The masks in Commedia dell’Arte are, unlike Greek, Balinese or Japanese masks for instance, always half masks. They are not bigger than that they cover just the upper part of the face. They are not big enough to manifest themselves as icons, as images of humans, and not so big that they dehumanize them.
They can be clad in fur or hair, to mark eyebrows or different kinds of beards.
On can say that every Commedia dell’Arte mask contain three elements. These elements can serve as a springboard for the actor to continue searching to “finding his mask”:
The Character of the mask – that is its specific face feature, its color, its expression for the basic character traits the mask possessing.
An animal – every mask has its own animal from where it can find its origins, which must have its expression in the design of the mask, the movement and the behavior of the mask.
A devil – He indicates the special forms of devilment ( or cardinal sins) the mask represents.
By working with these elements the mask can at any given moment use the movement of the animal, behave devilish in his own manner or move the plot forward according to its character.
There is still a snobbism when it comes to leather masks, as the only possible masks to use. According to the myth it started already when Teatro Piccolo di Milano started to experiment with Commedia dell’Arte. Rehearsing “Arlecchino – Servitore di due Padroni”, Marcello Moretti first chosed to paint his face black instead of using a papier mâché mask, until he finaly got a leather mask from Amleto Sartori.
I can agree that a leather mask most of the time is a better tool for the actor, but a papier mâché mask is good enough. It can even sometimes be more effective as it has the advantage of being easier to form articulate. Papier mâché makes it easier to mark wrinkles and character traits. It also gives more freedom when painting. It makes it functioning better indoors in electric light. The argument that papier mâché masks hurt or are uncomfortable can be solved with a bit of rubber foam. Neither can we be sure that it was only leather masks used during the renaissance. The chance that a papier mâché mask would have survived to our days is not that big since to was made of a much more vulnerable material. Thinking of how few leather masks there are around today papier, mâché masks can very well have been used even if there are no masks left. If one goes to Venice one can see in any street window papier mâché masks being made from old traditional craftsmanship.
Other materials as birch bark, cloth, rope, leaves etc. we don’t know anything about. There is nothing that points to it, but nothing points the other way either. And there were probably no masks from wood or terracotta, since they would be too heavy to work in.
Most people discard material that doesn’t breathe as plastic materials such as fiberglass, latex, rubber or neoprene. Myself I think most of those materials are underestimated. They are waterproof (read: sweatproof), they are sustainable and they are easy to duplicate and form. The problem is that they don’t follow the actors face in a way that he can feel that that he is part of the mask or the mask is part of him.

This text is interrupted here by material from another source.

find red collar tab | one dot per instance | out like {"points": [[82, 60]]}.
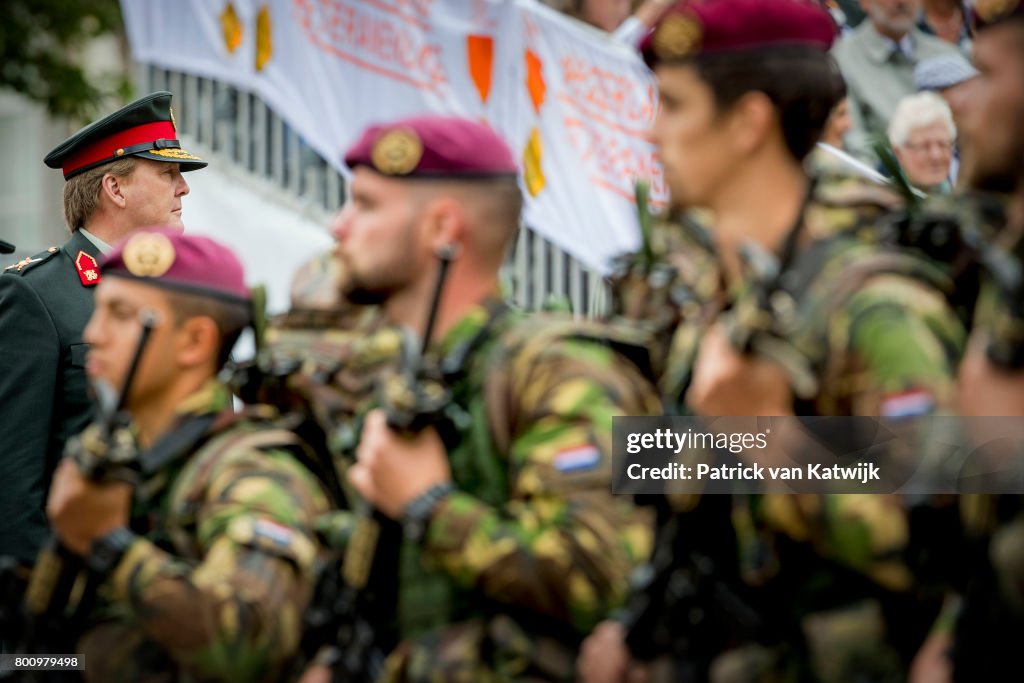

We should not go in too much on the subject of mask making here. But a few practical things have to be said about the shaping of the mask. It is about the eyes. It is very important that they are seen and that one can see through the mask.
It is most important when playing indoors. In order to make it possible to get the light inte the eyes is it important to not do the eyebrow too big that they shade the eyes. If one raise the mask, as it is held when it is on ones face, it should be a free angle about 45o from the eye and upwards.
It is equally important that one can see one’s feet to see where one is on the stage, that sometimes aren’t bigger than 5-6 square meters. Therefor the cheeks cannot be too big or cannot be placed right under the eyes.
The costume is also a part of the mask. Every Commedia dell’Arte mask has its own costume. The costume, or at least parts of the costume, is also used to frame the mask.
It is easy to ”loose” the mask if one doesn’t think of what is around it like hats, hair, collars, scarfs and so on. The parts of the costume that is closest to the mask should lift the mask. In that way the whole face becomes a “picture”. For example: can we see how Arlecchino (when using pantyhose on his head) has a bit of cloth round his neck to frame the mask and the lower part of his face.
When we see someone acting in a mask dressed only in an unbuttoned jacket and no headdress it becomes a collision between two worlds, on one hand the mask and its grotesque fantasy world and on the other hand skin and its naked realism.
The costume can likewise be a part in the play. Therefore it is important to rehears in costume as early as possible. Pedrolino’s costume, for instance, has often too long arms. If the actor playing Pedrolino has the chance to, at an early stage, rehears in his costume he will also have the opportunity to invent lots of situations where he can use them and gradually they will play a part in the play. Or just think of Arlecchinos hat that can be used to almost anything, like: drinking water, hide things in, fight with and so on.
Stilts, swords, batocchi and other accessories and props that are hung or fastened to the costume are also part of the costume. They are also parts to bring in early in rehearsals, not only because one can invent ideas with them, but also since they are in the way for the actor who needs to find a way to deal with them.
Many of the male masks have, or had, phalluses on their costumes. That is a heritage from the ancient satyrs in the Dionysus plays. They could vary in size and shape after the characters of the masks, just like in Aristophanes play Thesmophoriazusae, were the old man in his confusion has his phallus hanging out under his tunic and give out a yell every time he sits down on it.